The reason for the unclear provenance between Marie Louise and Albrecht lies in the loss of the family's papers and documentation when Albrecht and his family fled Poland after being interned by Nazi Germany in World War II. After his death in Stockholm in 1951, Albrecht's widow (Alice Habsburg) and son (Archduke Karl Stefan of Austria) began the process of selling the family jewels, including the diadem, to various jewelers. However, with the documentation for the jewels lost during the flight from Poland, finding buyers proved difficult.

===After the Habsburgs===
Eventually, the New York-based jewelry firm Van Cleef & Arpels purchased the Marie Louise Diadem and its matching belt buckle from the family in 1953, accepting the signed affidavit of both Alice and Karl Stefan attesting to the jewels' long history within the family and the claimed original provenance. The remaining pieces of the parure were later sold separately by the family in private sales. Van Cleef & Arpels put both the diadem and belt buckle on display in the window of their New York store. At some point after, the firm took them down from display to remove the emeralds from both and re-set them into individual pieces of jewelry. The largest of the emeralds were divided amongst six pieces—two sets of earrings, a bracelet, a ring, a clip, and a necklace. These used platinum settings and more modern brilliant cut diamonds, and were valued as a set at around $1m. The smaller emeralds from the diadem were mounted piecemeal into individual pieces and sold at various price points, some as low as $300, advertised as "emeralds from the historic Napoleon Tiara." Following the article/advertisement of the emeralds in Life magazine in January 1955, Van Cleef & Arpels' secretary, Fred Vermont, told the United Press, "In 24 hours, we were sold out of emeralds. And we are still flooded with orders…letters and telegrams from all over the country."

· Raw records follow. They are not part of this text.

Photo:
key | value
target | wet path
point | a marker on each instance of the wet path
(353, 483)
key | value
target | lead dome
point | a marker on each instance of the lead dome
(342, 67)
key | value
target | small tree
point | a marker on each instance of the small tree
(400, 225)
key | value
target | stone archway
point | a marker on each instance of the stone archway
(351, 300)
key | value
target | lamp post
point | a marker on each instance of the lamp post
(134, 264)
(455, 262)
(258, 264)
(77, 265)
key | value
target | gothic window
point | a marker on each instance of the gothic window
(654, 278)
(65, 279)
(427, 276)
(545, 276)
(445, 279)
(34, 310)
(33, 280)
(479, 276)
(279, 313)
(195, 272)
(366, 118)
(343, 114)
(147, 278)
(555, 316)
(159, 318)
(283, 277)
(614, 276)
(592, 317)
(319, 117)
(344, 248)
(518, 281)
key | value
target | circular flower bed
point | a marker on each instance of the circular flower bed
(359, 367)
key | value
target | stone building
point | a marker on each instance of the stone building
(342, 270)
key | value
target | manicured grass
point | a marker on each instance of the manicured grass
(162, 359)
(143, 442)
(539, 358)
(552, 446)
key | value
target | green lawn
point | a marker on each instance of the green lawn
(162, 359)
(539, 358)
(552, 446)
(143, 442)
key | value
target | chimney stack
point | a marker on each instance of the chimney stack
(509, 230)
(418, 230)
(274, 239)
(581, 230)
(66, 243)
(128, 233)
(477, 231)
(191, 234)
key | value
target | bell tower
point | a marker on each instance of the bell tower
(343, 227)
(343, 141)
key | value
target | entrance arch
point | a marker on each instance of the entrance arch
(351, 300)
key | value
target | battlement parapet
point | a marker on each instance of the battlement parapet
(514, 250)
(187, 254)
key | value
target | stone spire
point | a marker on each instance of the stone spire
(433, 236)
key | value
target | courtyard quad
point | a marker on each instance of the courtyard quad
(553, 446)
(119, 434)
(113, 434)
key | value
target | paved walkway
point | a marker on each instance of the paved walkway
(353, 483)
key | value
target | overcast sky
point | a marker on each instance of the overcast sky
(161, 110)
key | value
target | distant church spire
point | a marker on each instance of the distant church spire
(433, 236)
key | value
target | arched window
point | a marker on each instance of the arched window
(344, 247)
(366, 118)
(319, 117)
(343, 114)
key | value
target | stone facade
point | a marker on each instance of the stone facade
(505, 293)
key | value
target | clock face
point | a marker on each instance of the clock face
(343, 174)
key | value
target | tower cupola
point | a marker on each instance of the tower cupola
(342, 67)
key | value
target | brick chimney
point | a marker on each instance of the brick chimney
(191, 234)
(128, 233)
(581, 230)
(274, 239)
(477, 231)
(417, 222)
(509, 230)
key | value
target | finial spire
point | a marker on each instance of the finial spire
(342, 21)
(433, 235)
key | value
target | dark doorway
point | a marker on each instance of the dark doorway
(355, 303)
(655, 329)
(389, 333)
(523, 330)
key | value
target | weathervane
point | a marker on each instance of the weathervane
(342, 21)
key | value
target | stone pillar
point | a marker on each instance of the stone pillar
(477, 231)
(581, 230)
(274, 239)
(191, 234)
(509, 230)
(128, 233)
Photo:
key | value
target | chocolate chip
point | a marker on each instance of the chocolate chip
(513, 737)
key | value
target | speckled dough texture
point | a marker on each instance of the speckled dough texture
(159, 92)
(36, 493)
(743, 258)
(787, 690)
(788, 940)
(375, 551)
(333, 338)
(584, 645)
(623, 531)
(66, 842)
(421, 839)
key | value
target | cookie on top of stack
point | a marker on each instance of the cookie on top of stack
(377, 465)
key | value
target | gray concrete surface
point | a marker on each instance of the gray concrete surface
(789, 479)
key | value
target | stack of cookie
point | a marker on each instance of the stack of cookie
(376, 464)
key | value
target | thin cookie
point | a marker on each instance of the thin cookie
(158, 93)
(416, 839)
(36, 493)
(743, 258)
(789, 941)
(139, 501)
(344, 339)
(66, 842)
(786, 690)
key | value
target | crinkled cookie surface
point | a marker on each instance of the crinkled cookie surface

One such brooch, set with nine of the diadem's emeralds, has been put up for auction at Christie's several times since its original purchase; it sold for $178,500 in 1999, and again for $450,000 in 2014.

As each emerald was sold, Van Cleef & Arpels replaced it in the original diadem with turquoise sourced from Iran (then Persia). Jeffrey Edward Post, Curator of the U.S. National Gem and Mineral Collection, speculates that turquoise was chosen as it was relatively inexpensive and easy to shape to match the original settings, while the Louvre claim it was done by request of Marjorie Merriweather Post. It was with these new stones that the diadem was put on display in the Louvre in 1962, alongside the necklace, earrings and comb tiara from the original parure, as part of the 'Dix Siecles de Joaillerie Francaise' exhibition, celebrating French jewelry from the past millennium. The Louvre went on to purchase the necklace and earrings from their owners in 2004 for €3.7m, the highest price ever paid by a museum for individual pieces of jewelry. They remain on display in the Galerie d’Apollon.

The Marie Louise Diadem was returned to Van Cleef & Arpels after the 1962 exhibition. They lent it out to Marjorie Merriweather Post to wear to a fundraising ball for the Red Cross in Palm Beach, Florida in 1967, where it received a great amount of acclaim. When the firm later wrote to Post in 1971 offering her the opportunity to buy the diadem through a private sale before they began looking for clients, she donated the requested funds to the Smithsonian Institution to allow them to purchase it at the stated price.

The Smithsonian Institution have had the diadem on display in the National Museum of Natural History ever since, in the Janet Hooker Hall of Gems and Geology. It was temporarily removed from its shared display alongside the Napoleon Diamond Necklace for several months in the 1990s while the diadem was passed to a conservator-restorer for restoration. During that restoration, the antique frame was disassembled, cleaned, and re-assembled, with damaged portions soldered. After facilitating the purchase, Post inquired about the possibility of replacing the turquoise with emeralds once again, either artificial or—if possible to collect from their new owners—the original gemstones themselves. The fragility of the diadem precluded any further replacement, however.